Three courtyards step down the slope and are contained by wings housing the various program elements. One enters at the roof level, which faces the valley and descends into the complex. Two tensile-steel-and-fabric canopies cover the principal courtyard and the mosaic courtyard, referring to shading tents used for archaeological excavations.

Three courtyards step down the slope and are contained by building wings housing the various program elements. One enters into the highest courtyard at the road level, from where the project descends, allowing all indoor space to be located below street level, and preserving views across the valley.

The complex occupies a prominent site on Museum Hill, between the Israel Museum and the Bible Lands Museum.

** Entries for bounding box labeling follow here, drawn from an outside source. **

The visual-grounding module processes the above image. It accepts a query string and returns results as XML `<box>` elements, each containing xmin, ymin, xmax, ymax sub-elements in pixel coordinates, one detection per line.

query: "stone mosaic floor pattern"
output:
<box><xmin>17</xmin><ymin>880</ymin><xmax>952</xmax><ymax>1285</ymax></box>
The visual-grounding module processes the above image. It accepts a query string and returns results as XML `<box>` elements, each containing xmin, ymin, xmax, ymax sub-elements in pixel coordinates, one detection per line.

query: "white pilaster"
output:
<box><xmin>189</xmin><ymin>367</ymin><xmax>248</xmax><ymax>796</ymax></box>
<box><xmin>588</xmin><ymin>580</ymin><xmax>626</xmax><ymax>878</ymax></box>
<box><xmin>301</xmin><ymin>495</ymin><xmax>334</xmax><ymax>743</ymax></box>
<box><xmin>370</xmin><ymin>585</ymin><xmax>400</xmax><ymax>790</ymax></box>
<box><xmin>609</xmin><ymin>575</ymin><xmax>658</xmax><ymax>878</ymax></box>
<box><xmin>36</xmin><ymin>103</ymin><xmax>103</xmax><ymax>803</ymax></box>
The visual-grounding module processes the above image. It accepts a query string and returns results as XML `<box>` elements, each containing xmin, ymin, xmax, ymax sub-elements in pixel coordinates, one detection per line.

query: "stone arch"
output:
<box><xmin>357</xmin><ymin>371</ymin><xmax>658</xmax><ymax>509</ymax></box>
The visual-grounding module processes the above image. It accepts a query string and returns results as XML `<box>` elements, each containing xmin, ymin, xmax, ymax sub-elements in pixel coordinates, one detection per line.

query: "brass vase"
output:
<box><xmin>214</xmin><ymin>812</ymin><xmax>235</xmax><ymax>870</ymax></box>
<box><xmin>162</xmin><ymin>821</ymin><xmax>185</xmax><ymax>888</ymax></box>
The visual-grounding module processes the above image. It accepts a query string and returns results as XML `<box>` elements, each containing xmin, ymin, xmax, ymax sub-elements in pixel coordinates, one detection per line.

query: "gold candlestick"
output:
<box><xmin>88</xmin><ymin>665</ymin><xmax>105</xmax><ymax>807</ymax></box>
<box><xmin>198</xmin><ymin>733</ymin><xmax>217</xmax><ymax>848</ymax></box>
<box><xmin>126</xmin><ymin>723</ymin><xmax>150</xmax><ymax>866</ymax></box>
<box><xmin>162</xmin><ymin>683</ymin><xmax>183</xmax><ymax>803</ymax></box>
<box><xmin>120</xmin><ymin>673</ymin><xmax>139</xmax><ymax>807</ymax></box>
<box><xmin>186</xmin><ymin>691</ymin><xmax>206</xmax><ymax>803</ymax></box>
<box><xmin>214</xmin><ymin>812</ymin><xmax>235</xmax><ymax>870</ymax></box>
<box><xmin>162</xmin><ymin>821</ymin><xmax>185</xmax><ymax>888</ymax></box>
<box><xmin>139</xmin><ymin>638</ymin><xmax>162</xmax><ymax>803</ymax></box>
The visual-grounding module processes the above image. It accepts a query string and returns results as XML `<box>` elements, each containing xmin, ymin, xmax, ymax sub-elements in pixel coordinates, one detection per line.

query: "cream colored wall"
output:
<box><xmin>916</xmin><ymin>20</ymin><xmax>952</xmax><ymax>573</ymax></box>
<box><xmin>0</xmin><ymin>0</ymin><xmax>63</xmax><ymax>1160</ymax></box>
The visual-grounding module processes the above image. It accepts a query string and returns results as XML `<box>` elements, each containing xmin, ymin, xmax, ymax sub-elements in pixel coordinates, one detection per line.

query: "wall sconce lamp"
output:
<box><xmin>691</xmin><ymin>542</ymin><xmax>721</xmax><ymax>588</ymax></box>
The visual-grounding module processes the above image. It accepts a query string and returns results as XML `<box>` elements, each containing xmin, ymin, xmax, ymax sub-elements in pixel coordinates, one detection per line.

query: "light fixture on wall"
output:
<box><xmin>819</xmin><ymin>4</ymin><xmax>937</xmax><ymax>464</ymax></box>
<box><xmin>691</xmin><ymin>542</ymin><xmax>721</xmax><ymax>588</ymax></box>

The inward-facing surfaces of the building are clad with glass curtain walls and silver metal panels, while the outward-facing walls on the perimeter have additional stone wall screens which provide for shading, and visually anchor the structure into the surrounding rocky hillside of golden Jerusalem limestone.

A stretched ‘transparent’ roof, simulating the tent-like canopies used to shade archaeological excavations, conveys rainwater to a pool situated in a courtyard below, and creates a flowing cascade of water.

Nearly two million archaeological objects, among them 15,000 Dead Sea Scrolls, will be under one roof in Jerusalem for the first time. Visitors will be able to take part in the process of archaeological conservation.